With respect to rationalizing the rules of 4e and narrating them coherently, I'm sure that pemerton knows vastly more than idea and can offer a vastly more coherent description of 4e play than I could. I simply don't know enough about 4e to comment, save that I do know that it produces a theory of the game that is vastly different than the theory of the game from 1e through 3e. The 1e DMG still offers the definitive description of what hit points represent as far as I'm concerned.

I'm ready to assume - in part because I think pemerton runs 4e better than its designers do - that if there is a coherent description of 4e hit points, that he can offer it. However, pemerton's descriptions of hit points are just not things I'm ready to accept for a wide variety of reasons. In the past he's compared them to fatigue. Here he goes further and suggests that hit points are markers of courage and morale. Perhaps this works in 4e. I can't say. But it doesn't work for me.

As I play the game, which is a heavily modified version of 3.0, characters - both PC's and NPC's - can indirectly observe their own hit points and attempt to assess the hit points of others. This is necessary in might opinion to be internally consistant, and in general doing so produces consistency in just about everything but the 'cure' spells. This consistency gap is one I'm aware of, and I can partially close it, but a full closure requires a rules rewrite and so far a set of rules that closes that consistency gap and is also mechanically balanced and interesting hasn't suggested itself to me.
 

SteveC

Doing the best imitation of myself
So I watch the show Arrow, which is a totally guilty pleasure thing for me (it's on the CW, so ... yeah it's kind of like that). Many of my friends who like to poke fun at me ask "how the heck can all those characters who are supposed to be smart and with it NOT KNOW who the Arrow is." If you think about it, it makes no sense on that show, or just about any other superhero with secret identity program.

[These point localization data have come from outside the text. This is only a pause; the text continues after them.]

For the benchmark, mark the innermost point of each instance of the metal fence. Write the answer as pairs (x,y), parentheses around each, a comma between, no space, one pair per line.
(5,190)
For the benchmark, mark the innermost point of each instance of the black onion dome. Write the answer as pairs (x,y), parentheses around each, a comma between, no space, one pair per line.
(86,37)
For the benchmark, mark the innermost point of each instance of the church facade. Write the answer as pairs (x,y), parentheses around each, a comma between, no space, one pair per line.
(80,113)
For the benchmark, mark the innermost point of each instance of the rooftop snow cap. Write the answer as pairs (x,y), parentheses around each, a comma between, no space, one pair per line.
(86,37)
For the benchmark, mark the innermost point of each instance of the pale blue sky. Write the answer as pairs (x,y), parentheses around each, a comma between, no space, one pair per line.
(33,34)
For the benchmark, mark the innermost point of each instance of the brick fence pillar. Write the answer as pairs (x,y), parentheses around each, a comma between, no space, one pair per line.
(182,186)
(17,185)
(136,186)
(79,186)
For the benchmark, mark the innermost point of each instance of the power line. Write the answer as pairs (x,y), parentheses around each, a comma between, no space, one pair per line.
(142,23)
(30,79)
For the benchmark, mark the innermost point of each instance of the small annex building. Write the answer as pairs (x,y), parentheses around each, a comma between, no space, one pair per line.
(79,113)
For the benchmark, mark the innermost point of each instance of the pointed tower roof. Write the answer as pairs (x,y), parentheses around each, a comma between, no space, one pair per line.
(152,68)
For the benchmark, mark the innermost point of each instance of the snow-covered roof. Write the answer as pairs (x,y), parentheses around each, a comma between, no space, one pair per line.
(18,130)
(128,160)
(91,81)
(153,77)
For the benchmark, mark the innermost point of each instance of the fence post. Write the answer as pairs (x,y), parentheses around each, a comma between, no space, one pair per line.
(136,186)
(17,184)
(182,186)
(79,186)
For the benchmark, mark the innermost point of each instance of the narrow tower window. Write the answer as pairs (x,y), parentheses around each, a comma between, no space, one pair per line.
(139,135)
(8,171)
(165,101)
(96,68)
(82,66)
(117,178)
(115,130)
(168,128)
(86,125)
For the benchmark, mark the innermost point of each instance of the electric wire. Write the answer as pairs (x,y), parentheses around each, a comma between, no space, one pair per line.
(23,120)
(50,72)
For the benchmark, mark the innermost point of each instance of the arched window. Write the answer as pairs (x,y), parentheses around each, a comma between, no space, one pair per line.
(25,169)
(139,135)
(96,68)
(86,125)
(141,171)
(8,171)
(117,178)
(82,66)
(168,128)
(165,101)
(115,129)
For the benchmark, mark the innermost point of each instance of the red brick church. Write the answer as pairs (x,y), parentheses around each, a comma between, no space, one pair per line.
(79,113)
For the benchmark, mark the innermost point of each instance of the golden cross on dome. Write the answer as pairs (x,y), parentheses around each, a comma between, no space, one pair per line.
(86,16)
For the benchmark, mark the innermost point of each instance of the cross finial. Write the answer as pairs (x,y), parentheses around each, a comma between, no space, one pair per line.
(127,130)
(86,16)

So why don't people know who the Arrow or Batman or Superman or ... you name it are? Genre convention. That's it. Why does the villain monologue about what they're going to do and then leave the hero in a totally escapable death trap? Genre.

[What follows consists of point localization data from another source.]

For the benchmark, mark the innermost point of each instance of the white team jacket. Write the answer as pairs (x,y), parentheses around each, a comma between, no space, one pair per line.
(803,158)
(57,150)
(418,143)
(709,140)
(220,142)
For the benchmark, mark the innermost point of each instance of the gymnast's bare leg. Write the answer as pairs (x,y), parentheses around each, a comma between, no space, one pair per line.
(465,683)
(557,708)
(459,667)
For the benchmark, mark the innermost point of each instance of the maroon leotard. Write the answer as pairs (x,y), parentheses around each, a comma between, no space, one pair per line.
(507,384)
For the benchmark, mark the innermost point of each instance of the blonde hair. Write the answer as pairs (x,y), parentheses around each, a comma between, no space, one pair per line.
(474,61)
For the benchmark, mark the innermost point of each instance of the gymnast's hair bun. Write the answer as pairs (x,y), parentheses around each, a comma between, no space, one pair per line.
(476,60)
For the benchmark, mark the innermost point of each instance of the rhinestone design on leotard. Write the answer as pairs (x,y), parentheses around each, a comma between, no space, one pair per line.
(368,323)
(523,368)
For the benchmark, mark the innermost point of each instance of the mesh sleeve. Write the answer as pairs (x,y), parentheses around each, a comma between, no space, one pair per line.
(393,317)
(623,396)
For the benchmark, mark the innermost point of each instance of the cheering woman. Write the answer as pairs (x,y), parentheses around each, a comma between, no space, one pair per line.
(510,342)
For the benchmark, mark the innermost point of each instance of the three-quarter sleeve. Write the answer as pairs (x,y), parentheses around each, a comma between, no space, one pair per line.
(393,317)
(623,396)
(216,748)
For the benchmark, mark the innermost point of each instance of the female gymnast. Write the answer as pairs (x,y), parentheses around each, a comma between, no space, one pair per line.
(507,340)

So why do heroes not think about their hit points, or other meta gaming concepts? Genre.

It doesn't have to be that way: I have played in games where the GM had no barrier between character and player knowledge, and they completely worked, they were just different.

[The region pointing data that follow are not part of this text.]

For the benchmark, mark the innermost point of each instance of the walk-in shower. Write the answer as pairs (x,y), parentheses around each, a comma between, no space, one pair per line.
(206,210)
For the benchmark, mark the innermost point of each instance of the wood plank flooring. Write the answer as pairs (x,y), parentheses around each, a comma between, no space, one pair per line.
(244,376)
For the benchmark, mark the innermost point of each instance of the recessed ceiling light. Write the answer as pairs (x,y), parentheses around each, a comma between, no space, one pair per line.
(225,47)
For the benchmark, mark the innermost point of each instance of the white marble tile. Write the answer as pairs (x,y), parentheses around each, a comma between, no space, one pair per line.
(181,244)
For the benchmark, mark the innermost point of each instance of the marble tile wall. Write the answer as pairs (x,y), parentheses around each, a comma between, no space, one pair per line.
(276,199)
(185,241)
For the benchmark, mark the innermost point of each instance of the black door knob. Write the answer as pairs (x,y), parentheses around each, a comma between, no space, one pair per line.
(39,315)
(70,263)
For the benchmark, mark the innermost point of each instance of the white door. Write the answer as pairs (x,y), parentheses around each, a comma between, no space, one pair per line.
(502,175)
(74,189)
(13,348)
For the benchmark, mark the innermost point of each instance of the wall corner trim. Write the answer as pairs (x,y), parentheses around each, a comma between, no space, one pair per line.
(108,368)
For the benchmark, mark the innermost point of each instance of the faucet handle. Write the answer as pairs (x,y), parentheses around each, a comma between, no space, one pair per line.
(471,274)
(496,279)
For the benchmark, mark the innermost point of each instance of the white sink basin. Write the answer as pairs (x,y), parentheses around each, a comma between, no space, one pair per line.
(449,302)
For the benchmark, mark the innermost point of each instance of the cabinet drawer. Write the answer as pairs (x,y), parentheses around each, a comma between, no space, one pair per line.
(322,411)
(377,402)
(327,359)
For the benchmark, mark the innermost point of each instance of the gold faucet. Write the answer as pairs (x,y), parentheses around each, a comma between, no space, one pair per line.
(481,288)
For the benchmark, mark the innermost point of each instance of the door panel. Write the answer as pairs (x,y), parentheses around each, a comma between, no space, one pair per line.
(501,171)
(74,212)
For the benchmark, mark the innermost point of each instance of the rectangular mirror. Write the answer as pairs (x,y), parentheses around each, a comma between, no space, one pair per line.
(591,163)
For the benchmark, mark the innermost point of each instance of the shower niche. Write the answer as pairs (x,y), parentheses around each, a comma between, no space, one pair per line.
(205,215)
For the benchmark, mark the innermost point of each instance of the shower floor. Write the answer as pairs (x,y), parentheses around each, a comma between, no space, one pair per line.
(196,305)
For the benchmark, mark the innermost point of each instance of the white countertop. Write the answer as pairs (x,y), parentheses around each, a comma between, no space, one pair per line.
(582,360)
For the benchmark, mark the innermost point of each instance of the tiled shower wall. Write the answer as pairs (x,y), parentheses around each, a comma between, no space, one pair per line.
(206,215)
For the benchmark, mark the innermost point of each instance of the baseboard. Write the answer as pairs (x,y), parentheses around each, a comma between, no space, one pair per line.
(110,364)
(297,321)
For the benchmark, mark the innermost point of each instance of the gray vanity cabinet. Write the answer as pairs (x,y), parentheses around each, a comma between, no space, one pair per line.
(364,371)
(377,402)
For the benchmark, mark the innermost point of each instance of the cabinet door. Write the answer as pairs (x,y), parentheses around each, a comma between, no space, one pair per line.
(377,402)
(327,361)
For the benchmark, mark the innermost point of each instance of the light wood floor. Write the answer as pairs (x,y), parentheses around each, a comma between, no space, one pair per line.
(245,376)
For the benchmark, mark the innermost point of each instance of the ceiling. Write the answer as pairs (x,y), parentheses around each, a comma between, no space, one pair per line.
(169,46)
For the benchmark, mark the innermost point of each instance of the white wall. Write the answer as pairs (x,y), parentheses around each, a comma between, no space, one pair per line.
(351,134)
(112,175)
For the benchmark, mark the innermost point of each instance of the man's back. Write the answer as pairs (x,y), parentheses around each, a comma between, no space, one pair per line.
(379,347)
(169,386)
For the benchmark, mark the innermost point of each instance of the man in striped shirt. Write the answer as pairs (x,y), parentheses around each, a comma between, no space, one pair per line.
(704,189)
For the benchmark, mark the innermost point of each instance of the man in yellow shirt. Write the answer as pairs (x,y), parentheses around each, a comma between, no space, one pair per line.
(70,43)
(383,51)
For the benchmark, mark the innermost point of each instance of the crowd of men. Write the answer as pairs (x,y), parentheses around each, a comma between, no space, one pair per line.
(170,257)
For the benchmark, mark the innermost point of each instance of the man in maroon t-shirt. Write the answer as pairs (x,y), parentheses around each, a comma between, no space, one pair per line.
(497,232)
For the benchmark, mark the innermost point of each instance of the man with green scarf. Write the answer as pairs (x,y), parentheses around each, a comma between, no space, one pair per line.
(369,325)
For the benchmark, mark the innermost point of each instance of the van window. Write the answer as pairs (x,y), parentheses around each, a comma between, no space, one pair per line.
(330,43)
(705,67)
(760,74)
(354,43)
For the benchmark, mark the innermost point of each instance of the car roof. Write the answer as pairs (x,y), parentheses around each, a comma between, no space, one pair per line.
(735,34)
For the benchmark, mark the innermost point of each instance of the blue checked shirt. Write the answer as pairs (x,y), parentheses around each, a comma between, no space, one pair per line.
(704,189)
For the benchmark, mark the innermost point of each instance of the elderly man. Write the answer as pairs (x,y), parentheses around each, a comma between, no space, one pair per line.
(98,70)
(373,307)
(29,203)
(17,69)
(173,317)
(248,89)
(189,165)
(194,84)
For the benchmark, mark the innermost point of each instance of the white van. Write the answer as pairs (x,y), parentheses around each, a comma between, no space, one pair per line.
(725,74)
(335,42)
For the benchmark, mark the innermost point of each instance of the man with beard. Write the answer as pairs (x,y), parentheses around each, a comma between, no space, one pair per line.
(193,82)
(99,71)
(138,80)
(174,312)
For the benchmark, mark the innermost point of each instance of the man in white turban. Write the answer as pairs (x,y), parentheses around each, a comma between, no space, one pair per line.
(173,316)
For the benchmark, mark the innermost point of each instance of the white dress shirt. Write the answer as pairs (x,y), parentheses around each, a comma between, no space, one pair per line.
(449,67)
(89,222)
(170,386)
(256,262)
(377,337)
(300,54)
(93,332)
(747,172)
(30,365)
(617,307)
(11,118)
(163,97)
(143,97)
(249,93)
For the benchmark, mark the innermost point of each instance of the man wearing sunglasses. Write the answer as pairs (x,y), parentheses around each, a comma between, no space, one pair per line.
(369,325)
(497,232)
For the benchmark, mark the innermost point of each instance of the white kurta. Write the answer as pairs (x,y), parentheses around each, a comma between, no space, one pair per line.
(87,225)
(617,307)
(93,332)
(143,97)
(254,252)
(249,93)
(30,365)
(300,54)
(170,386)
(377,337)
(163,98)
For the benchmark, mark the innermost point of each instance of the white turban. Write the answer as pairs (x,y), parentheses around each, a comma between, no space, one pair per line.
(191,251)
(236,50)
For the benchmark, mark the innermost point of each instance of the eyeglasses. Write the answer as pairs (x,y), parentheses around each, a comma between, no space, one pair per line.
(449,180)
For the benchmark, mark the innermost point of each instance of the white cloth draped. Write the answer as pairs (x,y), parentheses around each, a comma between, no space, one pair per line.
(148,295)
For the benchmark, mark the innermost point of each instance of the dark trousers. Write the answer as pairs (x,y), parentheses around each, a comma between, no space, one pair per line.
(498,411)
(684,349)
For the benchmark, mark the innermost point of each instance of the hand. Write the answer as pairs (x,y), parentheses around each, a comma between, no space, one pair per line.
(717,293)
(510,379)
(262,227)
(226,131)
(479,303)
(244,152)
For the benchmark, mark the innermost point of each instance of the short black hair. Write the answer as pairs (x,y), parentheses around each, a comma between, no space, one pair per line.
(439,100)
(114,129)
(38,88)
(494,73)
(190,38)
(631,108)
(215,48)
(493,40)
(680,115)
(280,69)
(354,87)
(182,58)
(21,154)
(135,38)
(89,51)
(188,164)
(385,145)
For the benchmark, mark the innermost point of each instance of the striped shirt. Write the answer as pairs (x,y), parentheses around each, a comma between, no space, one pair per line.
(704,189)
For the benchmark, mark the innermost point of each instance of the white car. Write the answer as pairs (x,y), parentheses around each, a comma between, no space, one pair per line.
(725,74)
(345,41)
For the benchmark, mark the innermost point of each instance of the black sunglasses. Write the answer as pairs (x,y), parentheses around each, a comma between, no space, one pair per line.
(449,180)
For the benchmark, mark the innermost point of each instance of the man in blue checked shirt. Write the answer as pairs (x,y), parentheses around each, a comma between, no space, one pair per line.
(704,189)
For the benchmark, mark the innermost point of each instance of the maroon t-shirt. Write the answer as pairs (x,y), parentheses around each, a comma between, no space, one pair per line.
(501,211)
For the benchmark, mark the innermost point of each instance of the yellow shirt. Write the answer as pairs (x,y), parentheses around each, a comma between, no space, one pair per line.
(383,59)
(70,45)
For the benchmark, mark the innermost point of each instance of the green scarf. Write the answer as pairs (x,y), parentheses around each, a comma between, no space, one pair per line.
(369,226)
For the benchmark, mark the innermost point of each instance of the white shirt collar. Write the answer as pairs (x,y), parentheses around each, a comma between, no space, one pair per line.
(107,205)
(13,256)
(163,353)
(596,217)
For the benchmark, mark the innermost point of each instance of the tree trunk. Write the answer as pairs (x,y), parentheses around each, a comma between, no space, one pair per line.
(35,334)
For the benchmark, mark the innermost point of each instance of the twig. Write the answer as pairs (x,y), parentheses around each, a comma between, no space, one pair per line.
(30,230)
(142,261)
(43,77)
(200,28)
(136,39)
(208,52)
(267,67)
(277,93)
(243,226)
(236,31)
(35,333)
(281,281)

For me, I very much prefer the mystery, and not immediately knowing who the Arrow is.
 

billd91

Not your screen monkey (he/him)
So why do heroes not think about their hit points, or other meta gaming concepts? Genre.

Moreover, why do heroes not think about hit points yet act like big damn heroes with confidence that a lowly mook is not going to kill them with a single attack? Genre. And if anyone thinks that a superior warrior turning deadly attacks into minor nicks and cuts isn't in-genre, they haven't read enough John Carter stories.
 


Argyle King

Legend
Moreover, why do heroes not think about hit points yet act like big damn heroes with confidence that a lowly mook is not going to kill them with a single attack? Genre. And if anyone thinks that a superior warrior turning deadly attacks into minor nicks and cuts isn't in-genre, they haven't read enough John Carter stories.

Heroes being able to handle multiple mooks is something I'm fine with.

PCs being virtually immune to entire armies isn't something I'm fine with.